In [None]:
import pandas as pd
!pip install eurostat
import eurostat
import numpy as np

Collecting eurostat
  Downloading eurostat-1.1.0-py3-none-any.whl (15 kB)
Installing collected packages: eurostat
Successfully installed eurostat-1.1.0


# Territorial GHG

## Information about dataset

Territorial emissions: all emissions from residents and non-residents inside a country.

Dataset: ENV_AIR_GGE
https://ec.europa.eu/eurostat/databrowser/view/ENV_AIR_GGE/default/table?lang=en

Source: EUROSTAT

Frequency of measure: Annual

Unit: Million tonnes
-> we convert the values to tonnes

Values: Greenhouse gases (CO2, N2O in CO2 equivalent, CH4 in CO2 equivalent, HFC in CO2 equivalent, PFC in CO2 equivalent, SF6 in CO2 equivalent, NF3 in CO2 equivalent)

Sector: total net emissions per country (excluding memo items)

In [None]:
GHG_territorial = eurostat.get_data_df('env_air_gge')

In [None]:
# We rename the columns to make them more understandable
GHG_territorial = GHG_territorial.rename(columns={'src_crf': 'sector', 'geo\TIME_PERIOD': 'countries'})

# We focus our analysis on the total net emissions per country: Total (excluding memo items)
GHG_territorial = GHG_territorial.loc[GHG_territorial.sector == 'TOTXMEMO']

# We consider total GHG emissions
GHG_territorial = GHG_territorial.loc[GHG_territorial.airpol == 'GHG']

# We only need one unit, we will use: Million tonnes
GHG_territorial = GHG_territorial.loc[GHG_territorial.unit == 'MIO_T']

In [None]:
# We put the years in rows and create a new column containing the values
# This is done to facilitate the creation of a merged dataset containing all the data
GHG_territorial = GHG_territorial.melt(id_vars=['freq', 'unit', 'airpol', 'sector', 'countries'], var_name="Year", value_name="GHG")

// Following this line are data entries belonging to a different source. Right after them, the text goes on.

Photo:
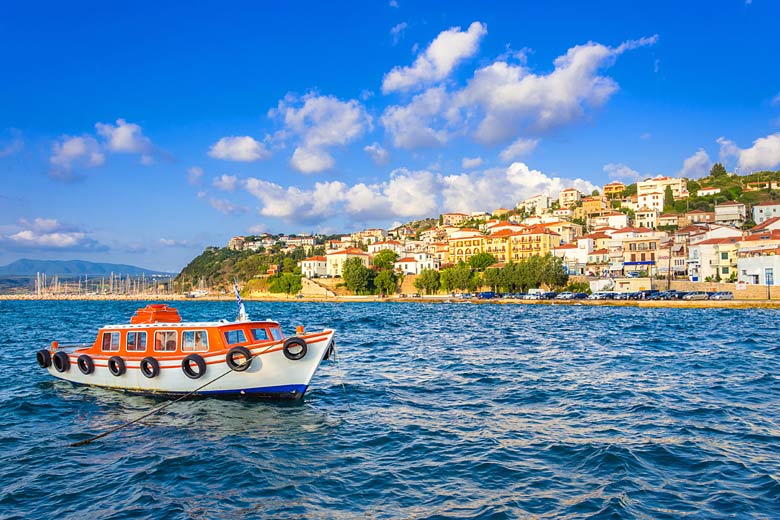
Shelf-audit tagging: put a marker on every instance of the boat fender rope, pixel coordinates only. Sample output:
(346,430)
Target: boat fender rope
(61,361)
(198,361)
(230,358)
(150,367)
(153,412)
(295,348)
(85,364)
(116,365)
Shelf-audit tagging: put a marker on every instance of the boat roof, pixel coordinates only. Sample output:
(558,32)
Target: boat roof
(192,324)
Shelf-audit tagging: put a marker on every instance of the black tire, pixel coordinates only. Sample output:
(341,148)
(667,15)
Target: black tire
(150,367)
(85,364)
(200,364)
(238,366)
(116,365)
(44,358)
(295,348)
(61,362)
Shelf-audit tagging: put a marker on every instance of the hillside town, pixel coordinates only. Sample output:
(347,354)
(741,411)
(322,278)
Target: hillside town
(618,231)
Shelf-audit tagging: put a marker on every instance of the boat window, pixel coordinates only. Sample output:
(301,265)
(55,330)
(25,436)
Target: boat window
(111,341)
(235,336)
(192,340)
(136,341)
(259,334)
(165,341)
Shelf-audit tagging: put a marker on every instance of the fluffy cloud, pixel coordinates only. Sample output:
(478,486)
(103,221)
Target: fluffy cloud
(444,53)
(505,101)
(379,155)
(619,171)
(126,137)
(518,149)
(50,234)
(763,155)
(69,151)
(469,163)
(238,148)
(412,126)
(697,165)
(320,122)
(225,182)
(407,194)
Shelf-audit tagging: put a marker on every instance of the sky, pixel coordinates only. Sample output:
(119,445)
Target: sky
(143,132)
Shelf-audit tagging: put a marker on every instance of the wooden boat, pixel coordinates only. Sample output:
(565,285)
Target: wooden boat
(158,353)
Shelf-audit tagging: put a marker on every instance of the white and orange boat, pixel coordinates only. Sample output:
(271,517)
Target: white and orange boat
(158,353)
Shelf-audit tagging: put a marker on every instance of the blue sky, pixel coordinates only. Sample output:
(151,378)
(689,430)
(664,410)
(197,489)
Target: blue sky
(141,134)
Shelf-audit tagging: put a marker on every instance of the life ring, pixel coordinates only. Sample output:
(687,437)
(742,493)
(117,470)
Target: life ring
(238,366)
(150,367)
(200,363)
(61,362)
(298,350)
(116,365)
(44,358)
(85,364)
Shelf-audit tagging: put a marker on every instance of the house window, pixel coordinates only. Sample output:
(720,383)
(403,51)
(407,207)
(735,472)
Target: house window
(194,340)
(136,341)
(111,341)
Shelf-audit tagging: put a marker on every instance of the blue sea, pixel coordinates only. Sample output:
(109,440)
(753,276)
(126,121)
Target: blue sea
(432,411)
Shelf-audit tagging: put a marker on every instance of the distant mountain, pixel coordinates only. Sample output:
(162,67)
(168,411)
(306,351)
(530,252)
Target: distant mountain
(27,267)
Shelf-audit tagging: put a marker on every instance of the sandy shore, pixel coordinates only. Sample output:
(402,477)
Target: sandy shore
(685,304)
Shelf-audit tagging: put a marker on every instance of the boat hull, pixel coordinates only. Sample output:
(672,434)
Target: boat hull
(271,374)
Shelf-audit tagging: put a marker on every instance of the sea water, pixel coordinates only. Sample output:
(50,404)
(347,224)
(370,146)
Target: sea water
(432,411)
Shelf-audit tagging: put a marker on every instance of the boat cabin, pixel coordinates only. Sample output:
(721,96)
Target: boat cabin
(158,329)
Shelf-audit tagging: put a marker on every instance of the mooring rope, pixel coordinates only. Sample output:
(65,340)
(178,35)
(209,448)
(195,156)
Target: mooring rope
(156,410)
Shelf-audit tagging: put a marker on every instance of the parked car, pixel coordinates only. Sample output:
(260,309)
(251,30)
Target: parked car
(722,295)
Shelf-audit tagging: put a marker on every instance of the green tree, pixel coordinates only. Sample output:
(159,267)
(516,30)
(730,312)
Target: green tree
(668,199)
(428,281)
(482,261)
(385,259)
(357,277)
(385,282)
(718,170)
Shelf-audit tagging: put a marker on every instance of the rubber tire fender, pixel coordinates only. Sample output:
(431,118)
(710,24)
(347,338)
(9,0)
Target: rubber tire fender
(116,365)
(295,356)
(150,367)
(61,362)
(231,362)
(85,364)
(44,358)
(187,367)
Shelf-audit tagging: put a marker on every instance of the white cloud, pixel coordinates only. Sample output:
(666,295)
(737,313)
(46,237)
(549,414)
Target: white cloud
(518,149)
(697,165)
(238,148)
(506,101)
(436,63)
(44,233)
(320,122)
(69,151)
(397,31)
(225,182)
(469,163)
(194,175)
(412,126)
(763,155)
(619,171)
(226,207)
(379,155)
(126,138)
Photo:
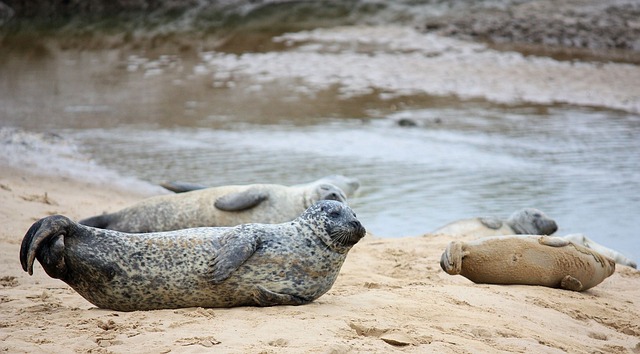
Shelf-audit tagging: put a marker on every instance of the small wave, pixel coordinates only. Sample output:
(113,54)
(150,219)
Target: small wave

# We only include in the dataset the important columns
# This will make the merging of all the datasets easier
GHG_territorial = GHG_territorial.loc[:,['countries','Year','GHG']]

In [None]:
GHG_territorial['GHG']

0            NaN
1            NaN
2            NaN
3            NaN
4            NaN
          ...   
1142    50.50278
1143    66.14473
1144     6.10587
1145    13.00072
1146    33.61233
Name: GHG, Length: 1147, dtype: float64

In [None]:
# We convert the unit from million tonnes to tonnes
GHG_territorial['GHG'] = GHG_territorial['GHG'] * 1e6

# We include the unit in the name of the column:
GHG_territorial = GHG_territorial.rename(columns={'GHG': 'Territorial GHG emissions [t]'})

# Residential GHG

## Information about dataset

Residential emissions: all emissions resulting from the activities of a
country’s residents, including the ones abroad.

Dataset: env_ac_ainah_r2

https://ec.europa.eu/eurostat/databrowser/view/ENV_AC_AINAH_R2/default/table?lang=en

Source: EUROSTAT

Frequency of measure: Annual

Unit: tonnes

Values: Greenhouse gases (CO2, N2O in CO2 equivalent, CH4 in CO2 equivalent, HFC in CO2 equivalent, PFC in CO2 equivalent, SF6 in CO2 equivalent, NF3 in CO2 equivalent)

Sector: All NACE (Nomenclature of Economic Activities) activities plus households

In [None]:
GHG_residential = eurostat.get_data_df('env_ac_ainah_r2')

In [None]:
# We rename the columns to make them more understandable
GHG_residential = GHG_residential.rename(columns={'nace_r2': 'sector', 'geo\TIME_PERIOD': 'countries'})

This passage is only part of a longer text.